Mike Petrelli at Fordham’s Flypaper posted yesterday on the unwillingness of teacher unions to make concessions on salaries and benefits during the current economic ennui. The blame rests equally, however, on local school boards who “should drive a hard bargain with unions, but they don’t, because their members are so often elected with the support of those very same unions.” He continues,
So where do reformers go from here? One option is to be even more radical: To go after not just collective bargaining but school boards too. Make all of the key decisions at the state level. Negotiate with the teachers around a statewide approach to pay and benefits, the whole kit and caboodle…That’s an attractive long-term strategy, but voters—averse to big, sudden changes—will need some time to get used to the idea.
Dr. Diane Ravitch responded to Petrelli’s post in an email that she cc’d to various education luminaries including Michelle Rhee, Andy Rotherham, Joann Jacobs, Stephen Sawchuk, and RiShawn Biddle (who kindly posted the email here).
Gosh, Mike, it sounds as though you have identified the real problem that “reformers” face: democracy… I thought that conservatives supported local control. It’s pretty radical to go to the extreme of eliminating 15,000 school boards and centralizing everything in the big state bureaucracies in the hope that this will suffice to silence the teachers’ unions.
Then RiShawn Biddle, in today’s article in Dropout Nation, “Diane Ravitch Doesn’t Deserve to be Taken Seriously,” argues,
Where Ravitch’s argument really falls apart is when she declared that any move to relegate school districts to the ashbin of history — and the precious concept of local control she defends — would mean the end of “democracy” and ” public education as we have known it for the past 150 or so years…”
The myth of local control has become more mythical since the 1960s as states have passed laws requiring school districts to bargain with affiliates of the National Education Association and American Federation of Teachers; thanks to school funding suits and property tax revolts (along with federal education policy, which began recognizing the rightful role of state governments in shaping education policy), states have begun providing the lion’s share of school funding.
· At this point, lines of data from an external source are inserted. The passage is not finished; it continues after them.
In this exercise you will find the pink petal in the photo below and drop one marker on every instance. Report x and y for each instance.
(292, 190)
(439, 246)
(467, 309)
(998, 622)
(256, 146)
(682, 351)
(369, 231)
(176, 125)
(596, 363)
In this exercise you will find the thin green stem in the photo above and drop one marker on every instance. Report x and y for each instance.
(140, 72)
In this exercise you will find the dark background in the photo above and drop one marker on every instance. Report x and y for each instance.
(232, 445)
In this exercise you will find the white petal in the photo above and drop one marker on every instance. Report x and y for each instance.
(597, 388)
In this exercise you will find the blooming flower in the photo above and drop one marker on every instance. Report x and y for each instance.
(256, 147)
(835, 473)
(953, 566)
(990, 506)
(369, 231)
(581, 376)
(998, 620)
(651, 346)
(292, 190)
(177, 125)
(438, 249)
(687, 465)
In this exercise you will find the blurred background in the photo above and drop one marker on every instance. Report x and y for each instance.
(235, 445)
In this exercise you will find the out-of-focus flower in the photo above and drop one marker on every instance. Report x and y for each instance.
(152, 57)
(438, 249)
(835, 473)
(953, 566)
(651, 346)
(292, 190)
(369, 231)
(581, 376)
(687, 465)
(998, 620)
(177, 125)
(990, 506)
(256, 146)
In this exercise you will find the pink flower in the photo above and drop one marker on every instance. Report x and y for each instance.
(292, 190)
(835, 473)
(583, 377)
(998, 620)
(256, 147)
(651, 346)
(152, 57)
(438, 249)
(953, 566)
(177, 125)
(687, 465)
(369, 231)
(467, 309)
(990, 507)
These days, states, on average, provide 48 percent of all school dollars spent by districts on the ground.
It actually makes sense to rid the nation of school districts and require states to handle the full funding of schools. Why? It would allow for both the expansion of school choice (especially in turning school funding into vouchers that families can use for any educational option), allow for families to actually be lead decision-makers in schools, force schools to regard families and children as (shudder the thought) real customers who deserve to be treated with respect, and, ultimately, help children get the high-quality teaching and curricula they deserve. It would also eliminate the very central bureaucracies that NEA and AFT locals have worked with to restrict the ability of principals to be real managers in schools with actual ability to hire and fire (and also, in the process, force real improvements in school leadership).